Simulationen für bessere transparente Oxidschichten
© Fraunhofer IWM
Sei es beim Smartphone, dem Tablet-PC oder dem Fahrkartenautomaten – viele Geräte werden heutzutage per Touchscreen bedient. Basis dieser Bildschirme sind spezielle Oxidschichten: Sie sind transparent und leiten elektrischen Strom. Experten sprechen auch von TCO-Schichten, kurz für transparent conducting oxides. Auch auf Solarzellen und in beheizbaren Fenstern leisten diese TCOs gute Dienste. Um mit neuen Produkten und Anwendungen Schritt halten zu können, entwickeln die Hersteller die Schichten ständig weiter: Sie sollen elektrischen Strom gut leiten und möglichst durchsichtig sein – schließlich sollen die Nutzer beim Display eines Tablet-PCs oder Smartphones durch die Schicht hindurch erkennen, was der Bildschirm anzeigt. Ein zusätzlicher Schimmer durch das Oxid würde dabei stören. Auch bei Solarzellen darf die Oxidschicht das Sonnenlicht nicht abschirmen, sondern muss es ungehindert in die Zelle lassen. Für neu entwickelte Oxidschichten sind somit Transparenz und Leitfähigkeit der Dreh- und Angelpunkt. Aber auch die Herstellungstemperatur und die Verformbarkeit der Schichten spielen eine Rolle.

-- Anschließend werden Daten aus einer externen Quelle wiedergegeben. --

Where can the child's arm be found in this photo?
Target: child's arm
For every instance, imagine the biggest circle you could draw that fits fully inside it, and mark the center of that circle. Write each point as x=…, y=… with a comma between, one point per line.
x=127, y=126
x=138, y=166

Die Atomstruktur realitätsnah simulieren
Forscher am Fraunhofer-Institut für Werkstoffmechanik IWM in Freiburg unterstützen die Hersteller beim Optimieren der Oxidschichten. »Wir haben eine effektive und anwendungsorientierte Methode entwickelt, um die Eigenschaften von TCO-Schichten zu simulieren«, sagt Dr. Wolfgang Körner, Wissenschaftler am IWM. Der Clou: Die Wissenschaftler simulieren die Atomstruktur der Schichten besonders realitätsnah und unter Berücksichtigung von allen möglichen atomaren Fehlern – egal ob es sich dabei um ungeordnete amorphe oder kristalline, sehr geordnete Strukturen handelt. Anhand dieser Simulationen untersuchen sie, wie gut sich die Elektronen in der Schicht bewegen können, also wie gut das Oxid elektrischen Strom leitet. »Wir können gezielt nachverfolgen, wie sich die elektronische Zustandsdichte verändert, wenn wir die atomare Struktur der Schicht ändern«, erläutert Körner. Die Forscher können ebenfalls beantworten, ob das Licht absorbiert wird, oder ob es die Schicht ungehindert passiert und sie durchsichtig erscheinen lässt. »Wir verlagern die Trial-and-Error-Materialversuche in den Computer und können so viel schneller und kostengünstiger die Eigenschaften abschätzen, die die jeweilige Stoffzusammensetzung des betrachteten TCOs hat«, sagt Wolfgang Körner. In seinen Projekten vergrößert er das Verständnis dafür, wie die jeweiligen Eigenschaften der Oxidschichten entstehen. Dieses Verständnis hilft seinen Industriepartnern, ihre Produktionen zu verbessern oder gewünschte Oxidschicht-Eigenschaften zu erhalten.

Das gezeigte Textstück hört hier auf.